Sabrina atendia alguns telefonemas pedindo para fechar a conta do quarto, lia um pouco dos romances de bolso vendidos em banca de jornal e, claro, atendia os clientes que entravam e saíam.
Essa noite era uma terça-feira e Dona Márcia ainda não tinha chegado para lhe fazer companhia, apesar de já ser 1h15. Sabrina ligou para o escritório e Seu Borba foi muito grosso com aquela voz de safenado dizendo que Dona Márcia “já ia, já, já”. Ao desligar o telefone, ouviu um clique atrasado. Mas um clique quando se coloca o telefone no gancho é apenas um clique – então, voltou à leitura.
Um carro passa, o vento bate e outro clique, dessa vez obviamente do lado de fora da cabine, mas ora bolas, estamos numa estrada e pedrinhas rolam, voltemos a leitura.
Outro clique.
Bom, que diabos é isso? Sabrina olha para a estrada e o mato balança com o vento.

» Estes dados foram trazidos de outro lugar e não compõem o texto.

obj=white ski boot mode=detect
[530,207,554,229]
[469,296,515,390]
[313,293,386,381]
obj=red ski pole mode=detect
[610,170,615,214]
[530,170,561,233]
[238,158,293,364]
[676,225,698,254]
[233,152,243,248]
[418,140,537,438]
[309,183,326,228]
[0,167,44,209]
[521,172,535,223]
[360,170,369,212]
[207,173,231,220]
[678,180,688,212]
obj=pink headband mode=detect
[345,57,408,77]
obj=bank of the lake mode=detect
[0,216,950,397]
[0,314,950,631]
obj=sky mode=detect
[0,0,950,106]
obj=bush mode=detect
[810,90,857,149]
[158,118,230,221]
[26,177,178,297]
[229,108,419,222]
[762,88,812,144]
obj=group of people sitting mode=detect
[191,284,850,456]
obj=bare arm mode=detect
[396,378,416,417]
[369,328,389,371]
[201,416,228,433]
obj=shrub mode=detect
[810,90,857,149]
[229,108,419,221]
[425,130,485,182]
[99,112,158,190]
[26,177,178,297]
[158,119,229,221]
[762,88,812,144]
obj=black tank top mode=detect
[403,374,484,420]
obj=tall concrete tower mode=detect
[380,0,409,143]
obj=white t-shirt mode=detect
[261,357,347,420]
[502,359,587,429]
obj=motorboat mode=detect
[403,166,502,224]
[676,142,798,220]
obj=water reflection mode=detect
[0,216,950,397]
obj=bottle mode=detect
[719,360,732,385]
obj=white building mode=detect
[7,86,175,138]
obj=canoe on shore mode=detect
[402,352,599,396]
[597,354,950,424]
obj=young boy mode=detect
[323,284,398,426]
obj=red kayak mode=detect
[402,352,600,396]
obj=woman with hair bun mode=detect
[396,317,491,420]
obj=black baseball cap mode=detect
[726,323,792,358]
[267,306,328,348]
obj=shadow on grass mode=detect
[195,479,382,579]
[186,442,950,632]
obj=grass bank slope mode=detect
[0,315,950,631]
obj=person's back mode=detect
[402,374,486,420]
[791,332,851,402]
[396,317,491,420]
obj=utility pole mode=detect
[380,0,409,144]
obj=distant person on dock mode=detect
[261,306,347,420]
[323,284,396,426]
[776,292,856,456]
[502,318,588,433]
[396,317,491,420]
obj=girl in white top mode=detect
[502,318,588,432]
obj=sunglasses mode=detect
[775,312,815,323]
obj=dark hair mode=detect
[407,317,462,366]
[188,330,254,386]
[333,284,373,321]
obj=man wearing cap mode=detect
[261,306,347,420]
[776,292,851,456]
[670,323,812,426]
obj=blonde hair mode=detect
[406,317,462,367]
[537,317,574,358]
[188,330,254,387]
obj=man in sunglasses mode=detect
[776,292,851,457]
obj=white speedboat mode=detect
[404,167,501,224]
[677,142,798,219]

Um carro chega apressado. Os clientes ali sempre estão apressados. É quase como ir ao banheiro – quando chega a hora, chega a hora. “Um quarto, por favor!”, disse o moço embriagado sem ter bebido. Ao passarem e a cancela baixar, um sujeitinho pequeno, usando um casacão e gorro, se aproxima a pé. E ele vem chegando, mas não deu para ver de onde.
– Um quarto, por favor.
– O senhor está sozinho?
–
– Olha senhor, aqui só funciona com quem está de carro ou, no mínimo, acompanhado.
–
Sabrina tenta ignorá-lo e voltar a sua leitura.
Clique.
– Senhor, é contra a política da casa receb…
Clique.
Era péssimo, seus pés se contraíram imediatamente. O clique do telefone, o clique da pedrinha da estrada, o “clique” vinha do homem encapotado a um metro de distância dela.
CLIQUE!
Esse clique fora bem alto. Bem alto mesmo.
– Olha a-aqui, meu senhor, se o senhor não sair daqui vou chamar os seguranças do estabelecimento!
CLIQUE!
Meu Deus do céu, será que as câmeras de segurança não viam o homenzinho ali, ao lado dela, ameaçador, encarando-a vidrado, fazendo aquele som horrível.
– Olha…
Ele se aproxima mais com uma passada, Sabrina chega a dilatar as narinas e levantar a parte do lábio superior. Ela pode sentir o suor nas costas e aquela tensão ali em cima, depois da testa.
– Um quarto, por favor. Um quarto, por favor.
Sabrina agarra no peitoral da cabine pela parte de dentro, seu pescoço dói e a boca seca. Nada disso pode estar acontecendo, não pode estar aconte…
CLIIIIIQUE!
Toda a lógica some de vez. Ela se abaixa dentro da cabine, suando pelas têmporas, pelos lábios, as bochechas… Será que não poderia chegar? Ninguém? E a segurança não via isso? Será que ele a agarraria se ela levantasse a mão para telefonar? Será que ele estaria chegando mais perto?
CLIIIIIIQUEEEEEE!
– Um quarto, por favor.
Era impressão ou a voz dele era cada vez mais úmida e… Próxima. Sabrina fechou os olhos apertados, apertou as mãos contra a parede e tencionou os dedos do pé dentro dos sapatinhos de salto alto. Ela sentia falta de ar, certamente, pois estava chorando muito e não havia notado. Ela só queria alcançar o telefone.
Se Sabrina estivesse de olhos abertos ela teria visto a sombra do braço do homem úmido entrando pela janela e teria visto também suas mãos enrugadas e secas quando a manga do casaco enroscou na janelinha da cabine.
Mas ela não teria visto muito mais do que isso.